Change the Song in your Head

Listening to Music with HeadphonesYou get two ideas for the price of one in this blog post: how to get an annoying song out of your head and how to get in the right frame of mind for that high-stakes meeting or presentation. The technique is the same for both.

We all occasionally get a tune stuck in our minds, nurse one that plays endlessly and annoyingly despite our best efforts to try to get rid of it. In fact, the more we fight it, the deeper it gets entrenched. I’ve found a simple way to solve the problem: substitution.

You can’t fight the loop going through your head, because paying it attention just feeds it. So, what I do is choose a different tune and play that in my head for a minute or two.

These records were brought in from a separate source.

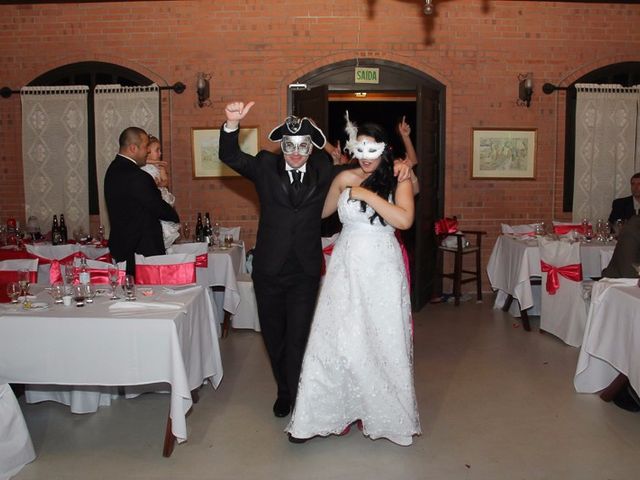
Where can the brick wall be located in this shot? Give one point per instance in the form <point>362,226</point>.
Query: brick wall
<point>254,49</point>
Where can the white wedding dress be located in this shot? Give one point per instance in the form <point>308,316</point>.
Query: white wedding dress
<point>358,364</point>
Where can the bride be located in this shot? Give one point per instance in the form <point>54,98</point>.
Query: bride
<point>358,365</point>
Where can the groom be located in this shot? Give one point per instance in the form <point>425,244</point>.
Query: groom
<point>292,186</point>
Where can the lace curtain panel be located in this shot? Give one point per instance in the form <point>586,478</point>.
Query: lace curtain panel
<point>606,147</point>
<point>116,108</point>
<point>54,154</point>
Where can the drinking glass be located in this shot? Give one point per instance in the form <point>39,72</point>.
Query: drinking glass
<point>129,288</point>
<point>79,294</point>
<point>114,280</point>
<point>57,292</point>
<point>13,291</point>
<point>89,292</point>
<point>23,281</point>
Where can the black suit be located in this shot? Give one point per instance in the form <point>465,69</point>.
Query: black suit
<point>622,208</point>
<point>288,252</point>
<point>627,251</point>
<point>135,209</point>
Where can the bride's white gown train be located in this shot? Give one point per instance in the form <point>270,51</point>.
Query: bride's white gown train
<point>358,364</point>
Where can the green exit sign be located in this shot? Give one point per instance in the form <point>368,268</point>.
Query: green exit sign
<point>367,75</point>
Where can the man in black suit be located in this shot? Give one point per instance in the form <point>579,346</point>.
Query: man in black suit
<point>134,202</point>
<point>292,186</point>
<point>625,207</point>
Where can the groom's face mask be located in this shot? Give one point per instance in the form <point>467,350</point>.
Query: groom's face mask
<point>296,149</point>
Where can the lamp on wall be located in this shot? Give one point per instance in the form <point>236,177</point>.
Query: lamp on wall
<point>202,89</point>
<point>525,89</point>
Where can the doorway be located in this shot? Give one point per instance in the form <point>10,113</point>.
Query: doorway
<point>401,90</point>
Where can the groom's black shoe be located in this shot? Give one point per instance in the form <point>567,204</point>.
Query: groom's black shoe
<point>281,408</point>
<point>293,439</point>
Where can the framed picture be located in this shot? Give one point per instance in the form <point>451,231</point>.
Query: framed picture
<point>204,151</point>
<point>498,153</point>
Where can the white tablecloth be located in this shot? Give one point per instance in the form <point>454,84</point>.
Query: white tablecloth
<point>611,343</point>
<point>95,346</point>
<point>514,261</point>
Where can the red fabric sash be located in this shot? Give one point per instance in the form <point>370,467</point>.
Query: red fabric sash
<point>328,250</point>
<point>202,261</point>
<point>564,229</point>
<point>571,272</point>
<point>180,274</point>
<point>446,225</point>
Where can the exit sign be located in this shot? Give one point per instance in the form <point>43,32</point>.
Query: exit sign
<point>367,75</point>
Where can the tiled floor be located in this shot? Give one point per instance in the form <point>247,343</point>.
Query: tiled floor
<point>495,403</point>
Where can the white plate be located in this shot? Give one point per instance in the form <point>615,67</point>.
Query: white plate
<point>38,306</point>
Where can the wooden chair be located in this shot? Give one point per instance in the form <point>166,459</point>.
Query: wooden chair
<point>459,249</point>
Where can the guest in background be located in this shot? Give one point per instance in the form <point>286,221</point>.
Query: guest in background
<point>155,168</point>
<point>626,207</point>
<point>134,203</point>
<point>627,251</point>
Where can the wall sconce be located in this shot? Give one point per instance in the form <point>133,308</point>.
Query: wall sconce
<point>202,89</point>
<point>525,89</point>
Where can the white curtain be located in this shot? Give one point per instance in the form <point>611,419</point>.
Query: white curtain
<point>54,155</point>
<point>117,108</point>
<point>606,147</point>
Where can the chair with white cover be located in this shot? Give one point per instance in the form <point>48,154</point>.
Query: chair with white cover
<point>247,314</point>
<point>171,269</point>
<point>16,449</point>
<point>563,307</point>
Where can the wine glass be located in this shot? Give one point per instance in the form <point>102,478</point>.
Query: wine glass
<point>23,281</point>
<point>89,292</point>
<point>78,293</point>
<point>114,280</point>
<point>13,291</point>
<point>130,288</point>
<point>57,291</point>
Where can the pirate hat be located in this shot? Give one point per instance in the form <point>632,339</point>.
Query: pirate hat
<point>298,126</point>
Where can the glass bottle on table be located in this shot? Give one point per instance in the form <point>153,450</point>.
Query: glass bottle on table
<point>63,230</point>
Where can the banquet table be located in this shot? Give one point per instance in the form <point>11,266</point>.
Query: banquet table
<point>514,261</point>
<point>167,336</point>
<point>611,344</point>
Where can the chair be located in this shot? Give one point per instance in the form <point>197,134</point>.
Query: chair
<point>458,245</point>
<point>563,309</point>
<point>16,449</point>
<point>247,314</point>
<point>172,269</point>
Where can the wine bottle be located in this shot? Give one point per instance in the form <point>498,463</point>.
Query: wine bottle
<point>208,231</point>
<point>199,229</point>
<point>63,230</point>
<point>55,231</point>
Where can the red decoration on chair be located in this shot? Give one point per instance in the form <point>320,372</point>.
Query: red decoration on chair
<point>571,272</point>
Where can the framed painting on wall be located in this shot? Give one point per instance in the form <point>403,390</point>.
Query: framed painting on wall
<point>503,154</point>
<point>204,151</point>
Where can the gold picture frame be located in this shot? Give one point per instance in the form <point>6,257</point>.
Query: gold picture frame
<point>204,151</point>
<point>503,154</point>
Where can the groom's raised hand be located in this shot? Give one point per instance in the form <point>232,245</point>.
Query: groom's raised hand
<point>236,111</point>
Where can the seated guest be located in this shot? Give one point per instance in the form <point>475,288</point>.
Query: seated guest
<point>626,207</point>
<point>627,251</point>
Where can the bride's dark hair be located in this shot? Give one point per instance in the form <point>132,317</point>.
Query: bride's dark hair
<point>382,180</point>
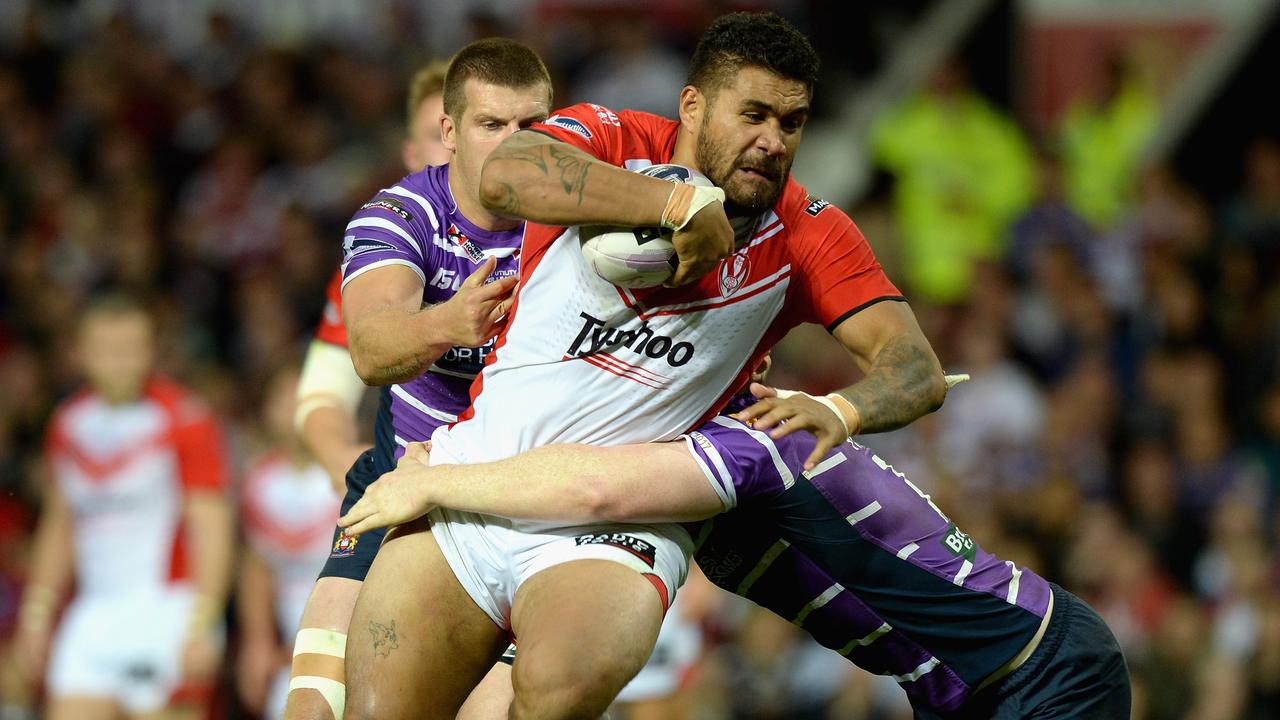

You can’t play two tunes at once, so the new tune pushes out the old bothersome one. Many times, one substitution is all you need, and the new tune quickly fades out – but the old one is gone.

Of course, you run the danger of having the new tune take root and become just as irritating, so if it persists more than a minute or two, just pick a different tune and try again. The trick is not to let the new one stick in your mind for very long.

So what does this have to do with getting in the right frame of mind for a presentation? If you get nervous before a presentation, it’s hard to get that feeling out of your mind, and telling yourself that you’re confident only makes you more anxious.

But just like your brain can only play one tune at a time, you can only feel one emotion at a time. So the same trick applies: substitute a powerful or confident emotion for the anxious one. This is a little harder, but still easily within your power to do. Get your mind into the right emotional state by recalling a time when you felt strong and confident, or when you were excited to deliver good news to someone. Excitement is especially powerful because the physical feeling is almost identical to what you feel when you’re nervous.

Actors know it as the “offstage beat”, according to Nick Morgan in his book, Power Cues. They evoke the necessary emotion for the scene before going on stage, so when the time comes, they are not “acting” – the emotion they show is genuine. They’re not thinking about the audience’s reactions, or that they may be nervous, because they only have room for one emotion at a time.

Just like the song in your head, if you can’t turn it off, at least you can change the station!